The experimental results cited are real and mostly well-chosen. Hafele-Keating, Pound-Rebka, JILA’s millimeter-scale gravitational time dilation, BaBar’s T-violation, the Moreva-Page-Wooters test, the Vienna causal superposition work, Landauer’s principle, Wheeler-DeWitt — these are all legitimate and fairly represented. The Oxford double quantum dot clock is a real 2023 paper by Ares and collaborators (the video’s date of November 2025 may be slightly off or refer to a follow-up). The NIST 19-decimal-place aluminum ion clock is real (July 2025). DESI’s dark energy results and the Hubble tension are ongoing real puzzles. The Moussa temporal boundary work is genuinely a recent result, though “reflecting in time” is a somewhat dramatic framing of a more modest photonic result.

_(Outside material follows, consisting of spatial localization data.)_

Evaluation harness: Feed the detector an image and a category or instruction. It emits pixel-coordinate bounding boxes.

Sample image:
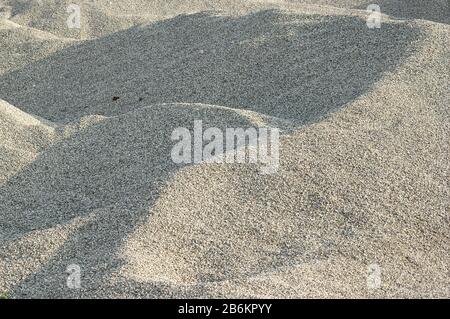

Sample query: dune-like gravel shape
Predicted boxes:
[0,0,450,298]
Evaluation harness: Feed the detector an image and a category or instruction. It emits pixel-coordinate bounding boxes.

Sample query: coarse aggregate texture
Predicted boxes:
[0,0,450,298]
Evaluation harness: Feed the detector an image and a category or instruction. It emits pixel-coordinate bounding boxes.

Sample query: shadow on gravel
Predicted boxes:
[357,0,450,24]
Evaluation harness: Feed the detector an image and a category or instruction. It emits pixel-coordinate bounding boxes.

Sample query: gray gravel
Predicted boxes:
[0,0,450,298]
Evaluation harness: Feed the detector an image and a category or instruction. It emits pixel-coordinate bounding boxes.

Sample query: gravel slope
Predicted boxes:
[0,0,450,298]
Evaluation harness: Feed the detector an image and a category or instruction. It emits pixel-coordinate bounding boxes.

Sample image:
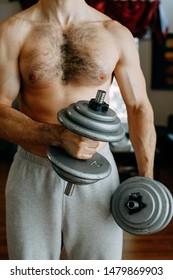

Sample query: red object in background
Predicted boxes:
[86,0,160,38]
[20,0,167,41]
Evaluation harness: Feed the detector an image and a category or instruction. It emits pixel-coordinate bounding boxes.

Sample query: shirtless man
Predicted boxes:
[0,0,156,259]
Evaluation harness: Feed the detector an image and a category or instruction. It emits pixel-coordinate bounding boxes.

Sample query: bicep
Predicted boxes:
[114,30,147,109]
[0,26,20,106]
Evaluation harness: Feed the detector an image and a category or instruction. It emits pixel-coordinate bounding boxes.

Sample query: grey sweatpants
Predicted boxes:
[6,145,122,260]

Where I’d push back mildly: the interpretive glue between experiments is stronger than the experiments themselves justify. The Oxford result doesn’t prove the arrow of time requires observers. It shows measurement is thermodynamically expensive and that irreversibility lives in the record. The Moreva experiment is a proof-of-principle for a very small two-qubit toy system — extrapolating “time is only real for inside observers” from it to the whole universe is a philosophical move, not a measured one. The video is mostly careful to flag this, but a viewer could walk away thinking consciousness literally creates time, which is stronger than the physics supports.

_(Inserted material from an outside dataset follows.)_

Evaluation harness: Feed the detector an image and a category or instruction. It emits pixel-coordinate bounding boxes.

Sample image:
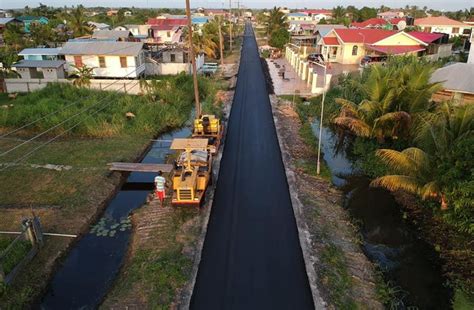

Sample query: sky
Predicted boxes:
[0,0,474,11]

The drift of fundamental constants is also still genuinely contested. NIST’s clocks are precise enough to look, but positive detections of drift are not established. Presenting it as a near-confirmed result overstates what’s known.
Still, the overall picture — that general relativity and quantum mechanics describe time in structurally incompatible ways, that the arrow of time is an open problem at the level of first principles, that the Wheeler-DeWitt equation genuinely contains no time variable, and that the cosmological tensions are real and unresolved — is all accurate. The framing of “we know how time behaves, we don’t know what it is” is the most honest summary available.
Score: 8/10. A notch below the best physics explainer work because the editorial voice occasionally conflates interpretation with result, but genuinely rare for how carefully it refuses to pretend this is settled.
Further Reading
- Carlo Rovelli, The Order of Time (2017) — the most accessible long-form treatment of time as emergent/relational.
- Lee Smolin, Time Reborn (2013) — the counter-argument that time is fundamental.
- David Albert, Time and Chance (2000) — the cleanest philosophical treatment of the past hypothesis.
- Roger Penrose, Cycles of Time (2010) — conformal cyclic cosmology in Penrose’s own words.
- Julian Barbour, The End of Time (1999) — the strongest case that time doesn’t exist at all, predating many of the results in this video but directly relevant.
- Sean Carroll, From Eternity to Here (2010) — the clearest exposition of the entropy-arrow-of-time problem for a general audience.
- The Page-Wooters paper (1983) and the Moreva et al. experimental test (2013, arXiv:1310.4691) for anyone who wants the primary source on “time from entanglement.”